For the third time since the beginning of Pope Francis’s pontificate, papal representatives stationed around the world will convene in Rome.

During their June 12-15 meeting, the papal nuncios will meet with the heads of Vatican offices and their counterparts, the ambassadors representing their countries at the Holy See.

When the gathering was announced on Monday, the Vatican press office said that there will be 98 nuncios taking part, and five permanent observers to international bodies such as the United Nations.

There are currently 106 resident papal ambassadors around the world, although some of these are representatives to more than one country — in total the Vatican has over 180 diplomatic missions abroad. Currently, eight of these embassies are vacant.

The first summit of nuncios took place in 2013, as part of the Year of Faith, and had been called for by Pope Benedict XVI before his resignation. The second one, in 2016, was part the extraordinary jubilee Year of Mercy. This year, the meeting is at the the request of the nuncios, who made the suggestion during the 2016 gathering.

The summit will include a meeting with Francis on the second day, and will close with a Mass celebrated by the Argentine pontiff and a group lunch at the Domus Sanctae Marthae, which serves as the papal residence.

On the last day, they will also be joined by 46 retired nuncios, who were invited to participate, although it is unknown if Italian Archbishop Carlo Maria Vigano, the former nuncio to the U.S. who accused Francis of covering up for disgraced former Cardinal Theodore McCarrick, is on the invite list.

The Holy See currently has diplomatic relations with 183 nations, and has the oldest diplomatic corps in the world, with some of its bilateral relationships dating to the 15th century.

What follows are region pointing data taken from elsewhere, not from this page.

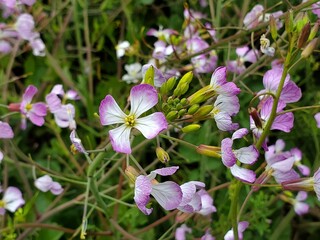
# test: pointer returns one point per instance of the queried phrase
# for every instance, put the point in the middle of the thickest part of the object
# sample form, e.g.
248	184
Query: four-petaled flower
143	97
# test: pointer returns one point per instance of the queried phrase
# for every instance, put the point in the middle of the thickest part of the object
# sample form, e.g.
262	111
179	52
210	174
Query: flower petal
110	111
120	139
142	191
143	97
150	126
168	194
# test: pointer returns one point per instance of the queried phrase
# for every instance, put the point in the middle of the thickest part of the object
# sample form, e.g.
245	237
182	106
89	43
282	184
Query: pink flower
242	226
168	194
45	183
246	155
11	201
5	133
35	112
143	97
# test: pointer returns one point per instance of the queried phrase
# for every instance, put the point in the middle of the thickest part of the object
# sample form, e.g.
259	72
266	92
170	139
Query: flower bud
304	35
191	128
309	48
168	85
172	115
193	108
162	155
131	173
210	151
149	76
203	111
273	28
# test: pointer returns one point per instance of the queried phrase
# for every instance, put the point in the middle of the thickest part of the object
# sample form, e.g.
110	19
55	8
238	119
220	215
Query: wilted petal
13	199
168	194
151	125
110	111
120	139
5	130
142	191
243	174
143	97
227	155
247	155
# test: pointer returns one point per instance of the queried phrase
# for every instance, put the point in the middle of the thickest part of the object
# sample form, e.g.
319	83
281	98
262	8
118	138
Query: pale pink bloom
168	194
11	200
45	184
181	232
143	97
242	226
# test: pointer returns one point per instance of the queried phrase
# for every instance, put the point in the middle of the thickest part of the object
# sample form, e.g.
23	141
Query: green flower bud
191	128
172	115
149	76
162	155
193	108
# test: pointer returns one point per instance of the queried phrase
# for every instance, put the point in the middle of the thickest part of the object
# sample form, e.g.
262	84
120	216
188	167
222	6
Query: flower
5	133
241	227
143	97
246	155
35	112
45	183
168	194
11	201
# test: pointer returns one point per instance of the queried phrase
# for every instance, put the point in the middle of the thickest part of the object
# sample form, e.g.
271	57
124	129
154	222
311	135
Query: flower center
129	120
28	107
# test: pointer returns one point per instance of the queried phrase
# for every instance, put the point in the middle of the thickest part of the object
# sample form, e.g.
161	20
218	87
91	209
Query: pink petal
5	130
120	139
247	155
168	194
150	126
142	191
143	97
110	111
243	174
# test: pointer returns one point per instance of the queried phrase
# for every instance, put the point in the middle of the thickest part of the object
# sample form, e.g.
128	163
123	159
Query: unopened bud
149	76
273	28
172	115
203	111
309	48
314	31
168	85
162	155
191	128
304	35
131	173
255	117
210	151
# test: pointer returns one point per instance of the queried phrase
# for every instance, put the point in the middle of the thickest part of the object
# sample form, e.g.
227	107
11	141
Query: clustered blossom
45	184
11	200
142	97
246	155
5	133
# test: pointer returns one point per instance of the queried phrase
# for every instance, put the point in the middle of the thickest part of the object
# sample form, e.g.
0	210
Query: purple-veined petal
13	199
5	130
35	119
40	109
120	139
142	191
247	155
143	97
150	126
227	155
168	194
240	133
243	174
110	111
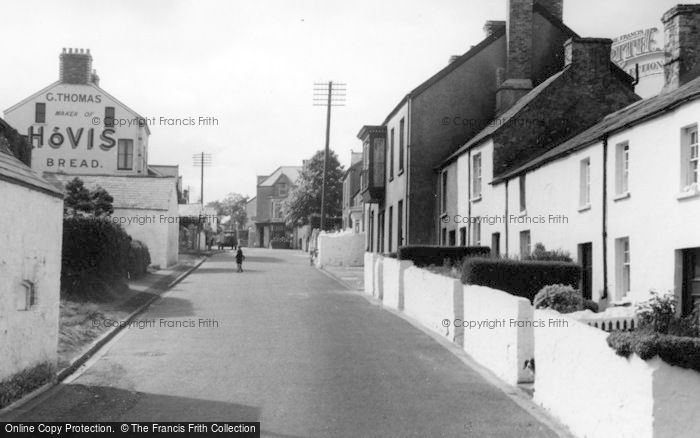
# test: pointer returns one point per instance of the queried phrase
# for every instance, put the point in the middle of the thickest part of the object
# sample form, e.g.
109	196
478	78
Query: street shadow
224	270
170	307
83	403
263	259
87	403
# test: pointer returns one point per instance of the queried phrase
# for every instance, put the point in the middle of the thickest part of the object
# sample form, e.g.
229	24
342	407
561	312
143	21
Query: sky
252	66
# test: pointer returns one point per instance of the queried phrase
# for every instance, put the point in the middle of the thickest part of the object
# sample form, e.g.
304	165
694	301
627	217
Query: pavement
351	276
284	344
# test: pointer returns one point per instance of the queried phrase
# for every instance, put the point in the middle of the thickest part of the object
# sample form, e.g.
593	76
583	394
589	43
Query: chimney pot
588	55
681	46
554	7
493	26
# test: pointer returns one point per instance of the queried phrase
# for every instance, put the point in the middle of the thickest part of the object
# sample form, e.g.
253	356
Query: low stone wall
341	249
587	386
393	282
433	299
498	332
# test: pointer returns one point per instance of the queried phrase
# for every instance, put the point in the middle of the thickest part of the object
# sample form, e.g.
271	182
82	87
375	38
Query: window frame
402	143
37	112
120	143
585	183
109	119
476	176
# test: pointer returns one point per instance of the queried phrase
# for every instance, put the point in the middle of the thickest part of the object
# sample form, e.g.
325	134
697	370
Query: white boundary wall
587	386
432	299
393	282
369	270
341	249
504	348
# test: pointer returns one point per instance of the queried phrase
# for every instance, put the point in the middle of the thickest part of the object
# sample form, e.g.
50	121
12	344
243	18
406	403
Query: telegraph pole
328	95
201	160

Though the Church’s primary role is evangelization and not diplomacy, throughout history nuncios have played key roles in forging peace agreements that avoided wars, including mediating between Chile and the pope’s own Argentina in 1978. More recently, the Holy See has been involved in an on-and-off dialogue in both Nicaragua and Venezuela, two countries currently affected by grave political and economic crises.

Both the United States and Cuba credited Francis and the Vatican’s ultra-discreet diplomacy, for instance, with helping broker a December 2014 deal to restore diplomatic relations between the Cold War foes.

In other words, the Catholic Church, through the Holy See’s diplomatic services, packs a real punch on the world stage.

It’s worth noting that even though the Holy See is closely associated with the Vatican City State, the two are separate entities. The Vatican City State is the independent territory over which the Holy See is sovereign, and it came into existence only after the 1929 Lateran Treaty between the Holy See and Italy.

It’s the Holy See, not Vatican City State, that sends and receives ambassadors.

Traditionally, although not universally, the papal nuncio is the dean of the diplomatic corps in a country, an arrangement confirmed by the 1815 Congress of Vienna.

Bilateral relations between the Holy See and other countries suffered after the popes lost the Papal States during the mid-19th century era of Italian unification, although it continued to exchange ambassadors with several countries. However, there was an explosion of diplomatic activity under John Paul II, when the number of nations with full ties to the Holy See went from 85 to 174. Among those who signed up were the United States (1984) and Mexico (1992).

There are some countries still without formal ties to the Vatican, including Saudi Arabia and the People’s Republic of China (the Vatican is the only European country to still have ties with the Republic of China, the official government in Taiwan.)

The nuncios answer to the Secretariat of State, headed by Italian Cardinal Pietro Parolin. The secretariat is divided into three sections: The Section for General Affairs, which deals with Church affairs; the Section for Relations with States for conventional diplomacy; and the Section for Diplomatic Personnel established in 2017 and tasked with preparing this week’s meeting.

This will be the first meeting of nuncios since February’s clerical abuse summit, which brought together the heads of the world’s bishops’ conferences.

One of the papal ambassadors on the invite list is Archbishop Luigi Ventura, the representative in France who’s under investigation for sexual assault, after being accused of sexually harassing at least one young man. It’s not known if he will attend.